Questions tagged [authentication]

A process of proving that an entity (commonly a user or organization) is who they claim to be, or who they were previously identified as being. Authentication does not guarantee that particular entity's identity absolutely, it just proves that they are the same agent that has previously successfully asserted their identity. There are three factors (types) of authentication, and a particular authentication process may combine two or more different factors.

Authentication is critical to systems security. It is the mechanism an authoritative system uses to validate a given entity's asserted identity (who they claim to be) is the same as that entity's stored credentials. Credentials must be previously stored for an entity either by the authoritative system, or by another trusted system, before authentication can occur.

Authentication is commonly used in real life in a number of different scenarios, for example a national border agent confirming a person's identity using a passport.

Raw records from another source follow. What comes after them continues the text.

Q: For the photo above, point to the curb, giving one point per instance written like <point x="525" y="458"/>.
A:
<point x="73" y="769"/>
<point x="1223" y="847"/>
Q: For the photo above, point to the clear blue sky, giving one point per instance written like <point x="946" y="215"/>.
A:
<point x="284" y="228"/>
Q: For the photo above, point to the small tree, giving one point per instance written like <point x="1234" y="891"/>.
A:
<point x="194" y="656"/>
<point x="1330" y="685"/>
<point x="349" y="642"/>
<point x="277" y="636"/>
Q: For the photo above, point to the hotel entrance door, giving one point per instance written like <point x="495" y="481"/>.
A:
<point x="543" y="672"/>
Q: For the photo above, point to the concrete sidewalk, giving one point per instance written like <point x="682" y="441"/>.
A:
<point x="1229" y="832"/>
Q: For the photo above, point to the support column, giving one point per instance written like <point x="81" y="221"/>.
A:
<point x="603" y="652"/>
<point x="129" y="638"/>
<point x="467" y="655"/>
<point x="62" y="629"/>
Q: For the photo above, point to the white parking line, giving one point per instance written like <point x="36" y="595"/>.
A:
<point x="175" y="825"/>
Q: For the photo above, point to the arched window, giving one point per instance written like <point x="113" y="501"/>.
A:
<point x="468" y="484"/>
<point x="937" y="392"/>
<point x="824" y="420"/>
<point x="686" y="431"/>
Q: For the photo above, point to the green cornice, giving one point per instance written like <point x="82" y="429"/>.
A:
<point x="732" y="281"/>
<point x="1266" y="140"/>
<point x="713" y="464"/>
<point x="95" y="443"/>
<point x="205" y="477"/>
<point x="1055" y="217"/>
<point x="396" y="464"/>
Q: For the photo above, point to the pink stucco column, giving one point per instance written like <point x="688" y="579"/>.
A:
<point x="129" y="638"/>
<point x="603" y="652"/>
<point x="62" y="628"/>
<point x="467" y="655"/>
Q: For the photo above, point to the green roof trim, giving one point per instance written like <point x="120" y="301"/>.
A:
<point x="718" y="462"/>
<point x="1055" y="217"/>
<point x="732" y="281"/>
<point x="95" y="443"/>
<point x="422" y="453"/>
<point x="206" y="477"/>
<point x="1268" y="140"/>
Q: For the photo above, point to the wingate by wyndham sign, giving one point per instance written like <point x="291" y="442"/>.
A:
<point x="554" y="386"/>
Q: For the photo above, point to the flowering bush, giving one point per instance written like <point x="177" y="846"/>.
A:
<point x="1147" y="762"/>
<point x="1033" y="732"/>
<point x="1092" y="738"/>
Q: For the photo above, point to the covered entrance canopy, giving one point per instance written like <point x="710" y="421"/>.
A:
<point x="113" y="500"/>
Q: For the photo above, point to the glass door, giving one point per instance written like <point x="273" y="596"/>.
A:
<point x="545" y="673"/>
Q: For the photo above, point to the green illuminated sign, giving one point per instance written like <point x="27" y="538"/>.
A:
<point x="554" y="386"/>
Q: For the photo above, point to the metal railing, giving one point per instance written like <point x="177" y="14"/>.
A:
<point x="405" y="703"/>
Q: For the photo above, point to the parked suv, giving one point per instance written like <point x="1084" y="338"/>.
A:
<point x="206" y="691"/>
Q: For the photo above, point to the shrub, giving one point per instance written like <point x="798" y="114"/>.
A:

Authentication usually requires the entity being authenticated to produce one or more tokens. These tokens are then used, possibly alongside other properties or characteristics of the entity, to confirm their identity. An example of an authentication token is a password. These tokens can fall into three broad categories, or factors:

  • Something you know. This is the most commonly used authentication factor in electronic systems. It is most commonly implemented as a password or PIN (personal identification number). This is also the most commonly misused authentication factor. Many system require a secondary security question, such as your mother's maiden name, place you were born in or other such trivia. These all belong to this single factor, thus systems can as as many questions as they like and they are still single factor authentication; all the answers are something the entity would know.
  • Something you have. This is most commonly implemented as a formula number generator (like an RSA Key Fob) or a digital certificate (which can be stored on a smart card or less securely as a simple file on a computer). The Key Fobs, Smart Cards, and SSL Certificates are the most commonly used forms of this factor.
  • Something you are. This is commonly known as biometric security. Fingerprints and iris scans are the most common form when used with electronic access systems. Fingerprints and DNA are the most commonly used in law enforcement.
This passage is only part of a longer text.